# 40 GB Hard drive only showing 2GB capacity in My Computer.



## Tron (Aug 30, 2003)

I have just replaced my 20GB hard drive with a new 40GB but upon loading it up with all my programs I only got to 2GB before I ran out of memory, its all new ... motherboard, RAM etc, all of which was working perfectly with the previous HD. 
It shows 40GB capacity in BIOS but only 2GB in my computer.
Any help would be greatly appreciated


----------



## Bob Cerelli (Nov 3, 2002)

How was the drive partitioned. From the little information given, it sounds like you have single FAT16 partitions (since the limit of FAT16, even on a 40 gig drive, is just a 2 gig partition).

If that is the case, you need to:

1. Boot with a Win98 disk
2. Re-run FDISK and select to use large hard drive support
3. Delete the current partition
4. Recreate a new one that is the full size of the hard drive. 

But if you have Win95, it will only recognize FAT16 partitions and in that case, you will either need to upgrade or be stuck with a lot of 2 gig partitions (too late for me to do the math ;-)


----------



## Tron (Aug 30, 2003)

I'm running win ME can I do that with the ME disc?
I'm not sure about partitions, I just plugged it in clean and reinstalled ME following the prompts.


----------



## Bob Cerelli (Nov 3, 2002)

Sure as long as the disk you make has FDISK and FORMAT.


----------



## klnaj (Dec 19, 2004)

Tron, go to this link and it gives you detail information how to used fdisk to format your hard drive.
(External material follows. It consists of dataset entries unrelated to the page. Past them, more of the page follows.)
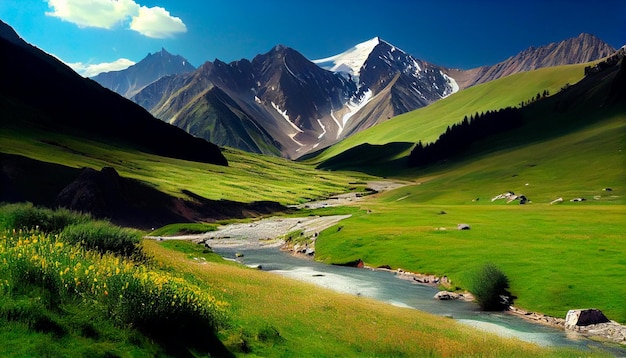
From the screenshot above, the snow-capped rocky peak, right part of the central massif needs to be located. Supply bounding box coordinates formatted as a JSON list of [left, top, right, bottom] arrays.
[[313, 37, 459, 138]]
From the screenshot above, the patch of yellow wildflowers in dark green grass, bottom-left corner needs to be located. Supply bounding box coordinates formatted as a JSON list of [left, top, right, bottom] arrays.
[[0, 206, 228, 356]]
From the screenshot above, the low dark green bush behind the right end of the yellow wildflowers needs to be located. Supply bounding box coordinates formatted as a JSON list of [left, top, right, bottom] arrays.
[[60, 221, 142, 257]]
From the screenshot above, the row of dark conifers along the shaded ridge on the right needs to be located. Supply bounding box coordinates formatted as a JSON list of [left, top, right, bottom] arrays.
[[408, 107, 522, 167]]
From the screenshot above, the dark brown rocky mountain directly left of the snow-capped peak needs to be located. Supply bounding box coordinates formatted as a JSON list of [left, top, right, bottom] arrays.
[[133, 45, 356, 157]]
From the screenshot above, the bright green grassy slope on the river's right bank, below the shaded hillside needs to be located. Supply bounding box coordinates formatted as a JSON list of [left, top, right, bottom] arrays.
[[316, 113, 626, 323]]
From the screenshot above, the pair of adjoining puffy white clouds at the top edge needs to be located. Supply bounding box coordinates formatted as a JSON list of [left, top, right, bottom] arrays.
[[46, 0, 187, 38]]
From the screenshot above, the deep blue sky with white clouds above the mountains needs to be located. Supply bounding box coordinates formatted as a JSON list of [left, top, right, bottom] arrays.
[[0, 0, 626, 73]]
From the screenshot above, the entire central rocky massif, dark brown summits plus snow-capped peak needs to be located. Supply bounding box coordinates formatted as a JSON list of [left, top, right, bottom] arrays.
[[132, 38, 458, 158]]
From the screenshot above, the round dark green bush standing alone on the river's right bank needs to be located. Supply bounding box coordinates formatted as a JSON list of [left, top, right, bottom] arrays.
[[469, 264, 511, 311]]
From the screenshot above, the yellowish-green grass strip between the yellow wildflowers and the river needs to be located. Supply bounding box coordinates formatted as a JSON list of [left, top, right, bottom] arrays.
[[144, 241, 580, 357]]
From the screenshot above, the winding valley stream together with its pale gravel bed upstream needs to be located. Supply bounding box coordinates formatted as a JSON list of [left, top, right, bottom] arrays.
[[167, 182, 626, 357]]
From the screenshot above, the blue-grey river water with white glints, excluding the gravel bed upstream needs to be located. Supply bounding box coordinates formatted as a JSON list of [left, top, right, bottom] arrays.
[[212, 241, 626, 357]]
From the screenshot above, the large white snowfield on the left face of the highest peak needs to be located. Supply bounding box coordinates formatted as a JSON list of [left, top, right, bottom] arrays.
[[312, 37, 382, 76]]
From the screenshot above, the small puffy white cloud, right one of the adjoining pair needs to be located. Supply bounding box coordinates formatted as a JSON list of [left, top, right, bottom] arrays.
[[130, 6, 187, 39]]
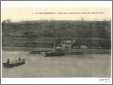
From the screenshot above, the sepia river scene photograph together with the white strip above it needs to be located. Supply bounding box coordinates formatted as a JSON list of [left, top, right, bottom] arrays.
[[1, 1, 112, 84]]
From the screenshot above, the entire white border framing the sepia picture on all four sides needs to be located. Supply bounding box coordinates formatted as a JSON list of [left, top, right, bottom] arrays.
[[1, 1, 112, 84]]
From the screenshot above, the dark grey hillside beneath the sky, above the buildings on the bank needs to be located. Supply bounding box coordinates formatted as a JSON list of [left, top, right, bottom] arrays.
[[2, 20, 111, 48]]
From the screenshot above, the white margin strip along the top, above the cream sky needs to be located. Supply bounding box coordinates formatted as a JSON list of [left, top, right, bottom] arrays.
[[1, 1, 112, 7]]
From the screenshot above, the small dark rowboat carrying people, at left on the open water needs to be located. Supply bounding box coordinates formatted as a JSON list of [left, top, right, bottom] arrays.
[[3, 58, 25, 68]]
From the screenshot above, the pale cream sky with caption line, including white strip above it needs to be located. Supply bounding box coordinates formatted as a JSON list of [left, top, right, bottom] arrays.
[[1, 2, 112, 21]]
You might need to print this out.

http://www.computing.net/howto/advanced/partition/


----------



## ceri sheeran (Aug 15, 2003)

Hi,

In My Computer selct your hard disk c: right clock and select properties.
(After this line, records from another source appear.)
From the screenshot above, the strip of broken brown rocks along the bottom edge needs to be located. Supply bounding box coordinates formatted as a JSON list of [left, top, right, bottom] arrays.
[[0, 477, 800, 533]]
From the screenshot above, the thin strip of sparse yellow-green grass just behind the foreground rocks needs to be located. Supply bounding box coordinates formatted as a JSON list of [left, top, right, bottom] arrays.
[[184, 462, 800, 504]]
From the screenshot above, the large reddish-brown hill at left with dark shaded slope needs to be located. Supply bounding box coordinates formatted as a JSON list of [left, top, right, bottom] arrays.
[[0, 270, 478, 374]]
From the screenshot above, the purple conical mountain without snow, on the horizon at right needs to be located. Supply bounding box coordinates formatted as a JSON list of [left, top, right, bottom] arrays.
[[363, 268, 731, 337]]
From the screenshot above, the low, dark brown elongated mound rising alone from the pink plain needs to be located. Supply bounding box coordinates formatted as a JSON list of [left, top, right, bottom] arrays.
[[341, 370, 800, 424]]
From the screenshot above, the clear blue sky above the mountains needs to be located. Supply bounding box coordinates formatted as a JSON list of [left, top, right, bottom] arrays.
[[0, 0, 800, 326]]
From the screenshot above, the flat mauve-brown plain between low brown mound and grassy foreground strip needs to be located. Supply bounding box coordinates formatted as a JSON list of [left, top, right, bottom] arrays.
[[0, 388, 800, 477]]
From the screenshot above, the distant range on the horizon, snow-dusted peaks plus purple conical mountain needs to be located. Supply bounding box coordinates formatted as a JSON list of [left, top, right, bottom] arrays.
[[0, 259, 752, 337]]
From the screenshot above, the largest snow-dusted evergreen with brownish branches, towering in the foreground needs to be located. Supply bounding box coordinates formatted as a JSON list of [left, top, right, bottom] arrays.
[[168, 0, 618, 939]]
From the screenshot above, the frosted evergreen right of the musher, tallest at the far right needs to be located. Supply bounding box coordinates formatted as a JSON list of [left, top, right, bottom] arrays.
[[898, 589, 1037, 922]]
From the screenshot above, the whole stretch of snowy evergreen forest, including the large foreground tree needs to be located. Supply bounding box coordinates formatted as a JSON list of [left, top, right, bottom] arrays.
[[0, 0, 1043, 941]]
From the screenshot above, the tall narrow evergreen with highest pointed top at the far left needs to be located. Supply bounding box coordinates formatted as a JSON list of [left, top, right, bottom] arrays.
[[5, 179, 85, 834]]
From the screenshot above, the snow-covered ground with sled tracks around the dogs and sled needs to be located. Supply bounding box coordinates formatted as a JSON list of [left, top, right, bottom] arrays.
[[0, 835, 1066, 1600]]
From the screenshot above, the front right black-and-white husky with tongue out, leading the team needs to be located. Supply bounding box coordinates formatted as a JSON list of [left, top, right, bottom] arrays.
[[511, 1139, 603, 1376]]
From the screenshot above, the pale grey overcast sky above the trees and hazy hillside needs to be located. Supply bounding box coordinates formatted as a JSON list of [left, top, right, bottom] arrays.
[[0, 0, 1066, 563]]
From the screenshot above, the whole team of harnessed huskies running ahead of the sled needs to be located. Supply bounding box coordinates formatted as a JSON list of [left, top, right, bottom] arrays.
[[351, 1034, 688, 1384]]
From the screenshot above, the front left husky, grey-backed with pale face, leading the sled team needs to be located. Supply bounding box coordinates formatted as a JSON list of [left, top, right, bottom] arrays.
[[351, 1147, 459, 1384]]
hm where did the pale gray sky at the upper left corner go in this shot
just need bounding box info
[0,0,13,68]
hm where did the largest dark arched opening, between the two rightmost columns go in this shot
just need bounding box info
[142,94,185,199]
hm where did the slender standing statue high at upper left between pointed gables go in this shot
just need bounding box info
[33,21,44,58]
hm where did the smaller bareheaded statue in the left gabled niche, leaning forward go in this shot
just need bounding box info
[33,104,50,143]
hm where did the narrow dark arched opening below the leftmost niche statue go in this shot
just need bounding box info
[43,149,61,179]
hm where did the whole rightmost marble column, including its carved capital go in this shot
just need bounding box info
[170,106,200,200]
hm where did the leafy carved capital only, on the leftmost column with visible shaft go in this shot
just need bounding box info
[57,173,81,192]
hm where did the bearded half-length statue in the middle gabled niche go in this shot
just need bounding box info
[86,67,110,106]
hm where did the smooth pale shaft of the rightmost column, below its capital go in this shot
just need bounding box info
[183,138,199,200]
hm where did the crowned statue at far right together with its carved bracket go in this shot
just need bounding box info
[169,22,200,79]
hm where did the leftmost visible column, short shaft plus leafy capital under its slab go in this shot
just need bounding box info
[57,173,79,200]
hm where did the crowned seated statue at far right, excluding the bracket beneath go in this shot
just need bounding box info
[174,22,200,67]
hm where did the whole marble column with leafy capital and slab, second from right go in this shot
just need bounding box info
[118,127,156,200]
Look at the test next to File System. If this says FAT or FAT16, then you have partitioned the hard disk this way. FAT or FAT 16 is limited to 2GB and cannot go past this ( in any way I know or have read of ).

You have two choices:-

Backup everythiing you need and start again or use a Partition Management prgoram such as Partition Magic.

To start again.

You need to download a Win 98 SE floppy boot disk image from http://www.bootdisk.com. Run the file to create the bootable floppy.

Boot from the floppy disk

At the A:> prompt type

FDISK

Say YES to the question re large disk support This is absolutely critical.

Delete all exisiting partitions and create the necessary number. Two is probably your best bet. One for Operating system say 10 to 20 GB and the other for all your data.

Partition Magic is a mater of RTFM.

You now need to change to the CD for your Operating system and type "setup"

hth

Ceri


----------



## Bob Cerelli (Nov 3, 2002)

Information on how to use FDISK can be found at:
http://www.onecomputerguy.com/install/fdisk.htm

Topics covered are:
Overview and Getting Started
Partitioning a New Drive - Single Large Partition
Partitioning a New Drive - Multiple Partitions
Deleting a Single Partition
Deleting Multiple Partitions
Deleting a NTFS Partition
Fixing the Master Boot Record


----------



## Tron (Aug 30, 2003)

Well I bumbled my way successfully through that one, thanks very much for all your help people :up: , I'm sure glad that I've avoided another trip to see those rogues down at the computer store again.


----------